Member of People's Representative Council
- Incumbent
- Assumed office 1 October 2014
- Constituency: Jakarta 2

Indonesian Senator from Jakarta
- In office 2004–2009

Personal details
- Born: Biem Triani Benyamin Sueb 13 March 1964 (age 62) Jakarta
- Party: Golkar
- Spouse: Wahyuning Prihatini
- Parent(s): Benyamin Sueb Noni
- Profession: Politician, businessman

= Biem Benyamin =

Indonesian politician and businessman

Biem Triani Benyamin (born 13 March 1964) is an Indonesian politician and businessman. He was Indonesian senator from Jakarta, known for proposing a judicial review allowing independent candidates to run in regional elections. He also chaired the special committee in the parliament for revising the Jakarta Special Capital Region Government Act. Biem Benyamin is the third son of Benyamin Sueb, Betawi iconic figure. He was later elected into the People's Representative Council in 2014.

==Career==
Before starting his career in politics, Biem Benyamin was active in advocating the development of Betawi culture including initiating the establishment of Kongres Rakyat Betawi (Indonesian: Betawi People Congress).
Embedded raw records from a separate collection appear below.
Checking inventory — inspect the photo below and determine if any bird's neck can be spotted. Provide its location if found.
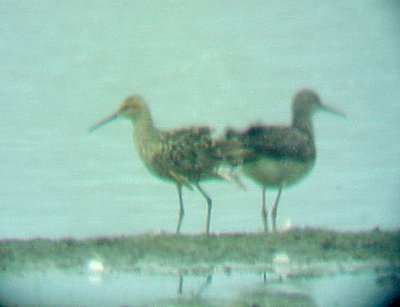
[292,110,314,138]
[132,107,160,143]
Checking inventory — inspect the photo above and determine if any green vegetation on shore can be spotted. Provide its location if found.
[0,229,400,273]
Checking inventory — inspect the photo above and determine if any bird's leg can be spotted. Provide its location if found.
[261,186,268,233]
[176,183,185,234]
[271,186,282,233]
[196,182,212,236]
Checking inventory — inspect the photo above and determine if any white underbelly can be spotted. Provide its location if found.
[242,158,315,187]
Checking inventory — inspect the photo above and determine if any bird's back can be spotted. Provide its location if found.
[152,127,222,183]
[227,126,316,162]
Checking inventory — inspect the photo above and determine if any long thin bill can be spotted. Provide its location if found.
[322,105,346,117]
[89,112,118,132]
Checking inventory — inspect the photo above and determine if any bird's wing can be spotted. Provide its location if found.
[153,127,220,180]
[234,126,315,161]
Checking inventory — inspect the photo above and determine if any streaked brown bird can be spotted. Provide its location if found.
[226,89,344,233]
[89,95,241,235]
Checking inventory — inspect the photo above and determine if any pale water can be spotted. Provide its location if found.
[0,0,400,306]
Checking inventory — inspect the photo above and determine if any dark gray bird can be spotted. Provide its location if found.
[226,89,344,232]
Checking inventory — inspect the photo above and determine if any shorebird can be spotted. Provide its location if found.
[89,95,241,235]
[226,89,344,233]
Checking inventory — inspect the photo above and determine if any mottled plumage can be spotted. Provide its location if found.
[90,95,242,234]
[226,89,340,232]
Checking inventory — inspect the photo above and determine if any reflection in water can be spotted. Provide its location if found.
[178,274,212,297]
[0,271,399,306]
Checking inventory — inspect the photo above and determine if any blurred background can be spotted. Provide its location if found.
[0,0,400,239]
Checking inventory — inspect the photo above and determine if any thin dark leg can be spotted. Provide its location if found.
[261,187,268,233]
[196,182,212,236]
[176,183,185,234]
[178,275,183,294]
[271,186,282,233]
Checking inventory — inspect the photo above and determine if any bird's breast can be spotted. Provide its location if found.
[242,157,315,187]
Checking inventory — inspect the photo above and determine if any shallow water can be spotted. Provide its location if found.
[0,0,400,306]
[0,272,398,307]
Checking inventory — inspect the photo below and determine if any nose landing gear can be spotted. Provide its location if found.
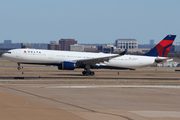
[82,65,95,76]
[17,63,21,70]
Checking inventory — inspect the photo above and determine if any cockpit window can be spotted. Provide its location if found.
[6,51,11,54]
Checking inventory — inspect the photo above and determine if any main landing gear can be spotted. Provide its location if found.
[17,63,21,70]
[82,65,95,76]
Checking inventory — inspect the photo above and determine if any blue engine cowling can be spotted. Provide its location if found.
[58,62,75,70]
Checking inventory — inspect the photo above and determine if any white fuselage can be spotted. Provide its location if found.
[2,49,157,68]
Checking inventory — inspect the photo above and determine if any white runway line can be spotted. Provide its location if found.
[46,85,180,89]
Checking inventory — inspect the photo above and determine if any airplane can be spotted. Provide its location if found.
[2,35,176,75]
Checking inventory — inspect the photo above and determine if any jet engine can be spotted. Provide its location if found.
[58,62,75,70]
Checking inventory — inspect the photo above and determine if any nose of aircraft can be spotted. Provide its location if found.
[1,53,6,58]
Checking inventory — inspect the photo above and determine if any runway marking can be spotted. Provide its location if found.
[0,85,133,120]
[129,111,180,118]
[45,85,180,89]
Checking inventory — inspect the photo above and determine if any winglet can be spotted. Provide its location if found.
[119,49,127,55]
[144,35,176,57]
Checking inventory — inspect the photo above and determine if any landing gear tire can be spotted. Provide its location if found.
[82,71,95,76]
[17,63,21,70]
[17,67,21,70]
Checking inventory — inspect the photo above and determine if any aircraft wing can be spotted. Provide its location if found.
[76,54,121,66]
[155,57,172,63]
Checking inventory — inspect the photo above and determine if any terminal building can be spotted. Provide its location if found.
[59,39,77,51]
[115,39,138,49]
[21,43,34,48]
[48,42,61,50]
[4,40,12,44]
[69,44,84,52]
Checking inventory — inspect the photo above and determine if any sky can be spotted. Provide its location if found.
[0,0,180,44]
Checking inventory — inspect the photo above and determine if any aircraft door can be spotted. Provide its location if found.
[16,51,20,57]
[139,58,143,64]
[49,53,54,59]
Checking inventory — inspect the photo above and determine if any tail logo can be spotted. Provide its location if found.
[156,40,174,57]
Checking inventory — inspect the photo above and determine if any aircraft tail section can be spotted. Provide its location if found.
[144,35,176,57]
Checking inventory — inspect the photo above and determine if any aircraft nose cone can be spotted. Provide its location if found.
[1,53,5,58]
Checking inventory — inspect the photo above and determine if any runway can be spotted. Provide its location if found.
[0,84,180,120]
[0,60,180,120]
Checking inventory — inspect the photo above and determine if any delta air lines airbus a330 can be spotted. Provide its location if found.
[2,35,176,75]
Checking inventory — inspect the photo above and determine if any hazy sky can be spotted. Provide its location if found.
[0,0,180,44]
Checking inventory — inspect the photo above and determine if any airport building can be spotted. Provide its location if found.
[21,43,34,48]
[4,40,12,44]
[115,39,138,49]
[98,44,114,53]
[59,39,77,51]
[48,42,61,50]
[69,44,84,52]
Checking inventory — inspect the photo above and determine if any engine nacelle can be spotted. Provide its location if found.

As a businessman, Biem Benyamin owns a radio station, Bens Radio, which is popular in promoting Betawi culture and traditions. He also founded Etnikom Network, a network between fourteen radio stations in Java and Sumatra which actively promote local cultures.

In 2012, he ran in Jakarta gubernatorial election as vice gubernatorial candidate for independent gubernatorial candidate Faisal Basri.